Qualquer recuo nessa operação e voltaremos à areia movediça da crise fiscal que o governo sempre escondeu mesmo quando pressionado por órgãos federais por seu desprezo sistemático às normas da Lei de Responsabilidade Fiscal e negando o carimbo a empréstimos. A malandragem de parque de que havia perseguição da União ao Estado pegou eleitoralmente, mas os fatos mostraram, com máxima clareza, em que lugar estavam os delinquentes.

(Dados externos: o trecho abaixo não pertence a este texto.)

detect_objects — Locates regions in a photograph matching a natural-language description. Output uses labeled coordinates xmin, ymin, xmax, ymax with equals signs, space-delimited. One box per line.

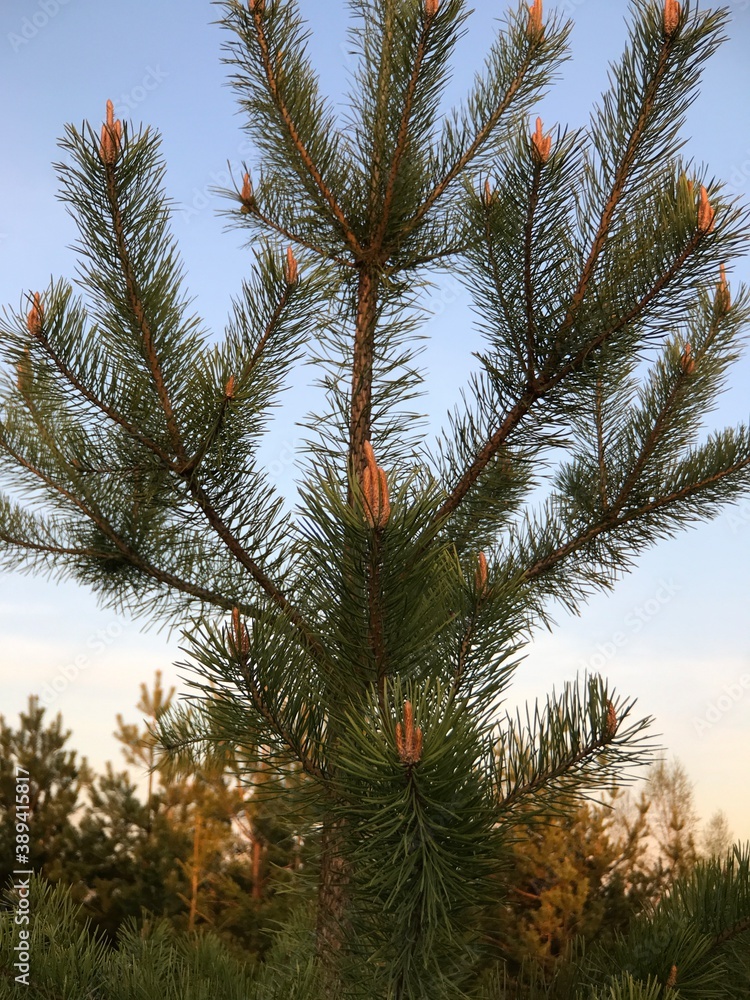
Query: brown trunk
xmin=315 ymin=815 xmax=349 ymax=978
xmin=251 ymin=833 xmax=263 ymax=899
xmin=188 ymin=813 xmax=203 ymax=931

Boa parte da evasão fiscal, não apenas da sonegação, é ação compartilhada entre empresários e fiscais como o Gaeco demonstrou com exuberância documental.

Mal nos trilhos
Segue a queda no volume de carga transportada por trem: em 2014 foram 46 milhões de toneladas levadas aos portos do Paraná contra média anual de 48,5 milhões de toneladas de 2011 a 2013. E há ainda quem acredite no trem pé-vermelho ao Norte quando o monopólio da área é abertamente contra a carga de passageiros. Outro absurdo: o ramal para Rio Branco do Sul na capital atende apenas os interesses de um cliente, a fábrica de cimento, o que, aliás, é histórico. Continuamos com a mente rodoviarista, também em permanente crise e expressão de um dos gargalos da economia, apesar da suposta flexibilidade das concessões de pedágio.

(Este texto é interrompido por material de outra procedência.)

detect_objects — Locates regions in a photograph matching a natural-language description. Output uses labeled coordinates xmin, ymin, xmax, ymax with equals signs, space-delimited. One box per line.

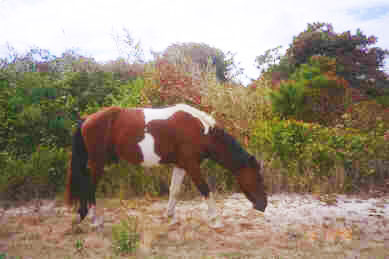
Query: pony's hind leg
xmin=166 ymin=167 xmax=185 ymax=221
xmin=88 ymin=162 xmax=104 ymax=230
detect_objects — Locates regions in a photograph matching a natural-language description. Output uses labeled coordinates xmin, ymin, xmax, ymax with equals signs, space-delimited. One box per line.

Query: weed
xmin=112 ymin=217 xmax=140 ymax=254
xmin=74 ymin=239 xmax=85 ymax=254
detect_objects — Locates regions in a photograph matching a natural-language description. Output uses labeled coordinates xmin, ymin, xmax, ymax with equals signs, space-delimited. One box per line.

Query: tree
xmin=286 ymin=23 xmax=389 ymax=94
xmin=162 ymin=42 xmax=241 ymax=82
xmin=257 ymin=23 xmax=389 ymax=96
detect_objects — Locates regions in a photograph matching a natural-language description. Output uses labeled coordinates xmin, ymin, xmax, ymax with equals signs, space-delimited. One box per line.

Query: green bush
xmin=112 ymin=217 xmax=140 ymax=254
xmin=0 ymin=146 xmax=68 ymax=200
xmin=250 ymin=118 xmax=389 ymax=190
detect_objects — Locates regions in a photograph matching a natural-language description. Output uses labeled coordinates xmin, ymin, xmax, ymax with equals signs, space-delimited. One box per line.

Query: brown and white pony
xmin=65 ymin=104 xmax=267 ymax=226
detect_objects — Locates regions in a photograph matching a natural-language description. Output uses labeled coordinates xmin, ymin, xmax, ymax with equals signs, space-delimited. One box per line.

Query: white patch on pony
xmin=138 ymin=133 xmax=161 ymax=167
xmin=143 ymin=104 xmax=216 ymax=134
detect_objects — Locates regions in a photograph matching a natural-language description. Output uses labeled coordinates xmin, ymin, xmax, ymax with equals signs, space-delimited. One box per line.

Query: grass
xmin=0 ymin=197 xmax=389 ymax=259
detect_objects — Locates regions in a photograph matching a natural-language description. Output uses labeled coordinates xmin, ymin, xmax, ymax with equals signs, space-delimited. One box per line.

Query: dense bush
xmin=0 ymin=146 xmax=68 ymax=200
xmin=250 ymin=118 xmax=389 ymax=190
xmin=270 ymin=56 xmax=351 ymax=125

De outro lado, apenas na iniciativa privada há alguns (pequenos) avanços em hidrovia, uma das mais importantes, e de caráter público, a Tietê-Paraná com defeitos no dimensionamento de cargas quanto ao porte dos graneleiros e a fixação de eclusas Graneleiros portuários modernos não estariam em condições de operar face à infraestrutura montada.

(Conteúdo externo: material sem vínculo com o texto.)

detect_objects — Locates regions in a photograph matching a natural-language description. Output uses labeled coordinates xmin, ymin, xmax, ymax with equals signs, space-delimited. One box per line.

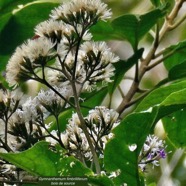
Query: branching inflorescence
xmin=0 ymin=0 xmax=172 ymax=184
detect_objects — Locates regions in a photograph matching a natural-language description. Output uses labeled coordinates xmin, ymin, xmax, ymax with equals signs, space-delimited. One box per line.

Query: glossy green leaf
xmin=90 ymin=21 xmax=119 ymax=41
xmin=88 ymin=176 xmax=114 ymax=186
xmin=0 ymin=142 xmax=92 ymax=176
xmin=168 ymin=61 xmax=186 ymax=80
xmin=112 ymin=9 xmax=165 ymax=48
xmin=150 ymin=0 xmax=161 ymax=7
xmin=108 ymin=48 xmax=143 ymax=95
xmin=164 ymin=41 xmax=186 ymax=70
xmin=136 ymin=81 xmax=186 ymax=112
xmin=104 ymin=109 xmax=157 ymax=186
xmin=162 ymin=108 xmax=186 ymax=148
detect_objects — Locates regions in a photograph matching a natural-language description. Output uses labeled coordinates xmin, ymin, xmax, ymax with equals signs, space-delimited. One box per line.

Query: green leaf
xmin=104 ymin=109 xmax=157 ymax=186
xmin=168 ymin=61 xmax=186 ymax=80
xmin=162 ymin=108 xmax=186 ymax=148
xmin=150 ymin=0 xmax=161 ymax=7
xmin=108 ymin=48 xmax=144 ymax=95
xmin=0 ymin=142 xmax=92 ymax=176
xmin=90 ymin=21 xmax=122 ymax=41
xmin=135 ymin=81 xmax=186 ymax=112
xmin=164 ymin=41 xmax=186 ymax=70
xmin=112 ymin=9 xmax=165 ymax=48
xmin=88 ymin=176 xmax=114 ymax=186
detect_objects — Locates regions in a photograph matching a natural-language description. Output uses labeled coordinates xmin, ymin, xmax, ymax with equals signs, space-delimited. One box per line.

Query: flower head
xmin=139 ymin=135 xmax=167 ymax=171
xmin=6 ymin=38 xmax=55 ymax=86
xmin=50 ymin=0 xmax=112 ymax=26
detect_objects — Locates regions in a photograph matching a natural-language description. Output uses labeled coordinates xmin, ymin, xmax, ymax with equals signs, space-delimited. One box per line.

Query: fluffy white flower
xmin=35 ymin=19 xmax=67 ymax=37
xmin=6 ymin=38 xmax=55 ymax=86
xmin=50 ymin=0 xmax=112 ymax=23
xmin=23 ymin=37 xmax=55 ymax=64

Aquele sonho de estabelecer uma intercessão no Rio Ivaí em Porto Camargo jamais chegou ao estágio de estudo, posto que volta e meia, em época de eleições, insistentemente lembrada, em tempo de delírio que se transfigura em sonambulismo.

Pressão
Já apareceram na polícia mais de duzentas vítimas da agência de viagens Interlaken num prejuízo calculado em pelo menos um milhão de reais. Ministério Público está em cima do processo e a polícia judiciária desenvolve com as inquirições das vítimas e dos acusados um trabalho para ver até que ponto houve ou não fraude na quebra da empresa e na forma como toou os seus negócios.

Sismo e a cisma
Afinal pode uma estatal, seja ela a Copel ou a Sanepar, provocar abalos sísmicos como é a cisma no caso de Londrina de muitos dos seus cidadãos? Ora se a empresa de saneamento entra em operações como a desenvolvida no "carst" metropolitano é evidente que os efeitos podem se dar além dos tremores e esvaziamento de represas e poços como aconteceu e ainda por cima em eventos dolorosos como o dos deslizamentos. Igualmente uma represa hidrelética, e isso se deu, com o Salto Capivara, tocada pelos paulistas na região Norte paranaense cujos abalos tectônicos provocaram rachaduras em Primeiro de Maio. Como a área competente da USP não esclareceu a ocorrência, a cisma persiste embora a Sanepar negue envolvimento com o sismo.

Folclore
Uma das maldades é a de afirmar politicamente que o prefeito Gustavo Fruet não rouba, mas também não faz, como no dístico de Adhemar de Barros. Não há perspectivas de grandes obras em sua segunda gestão, já que tem como Beto Richa possibilidades de reeleger-se, mas se tocasse o metrô, o que parece cada vez mais distante, e sem roubo seria absolutamente original, exemplo para todo o país.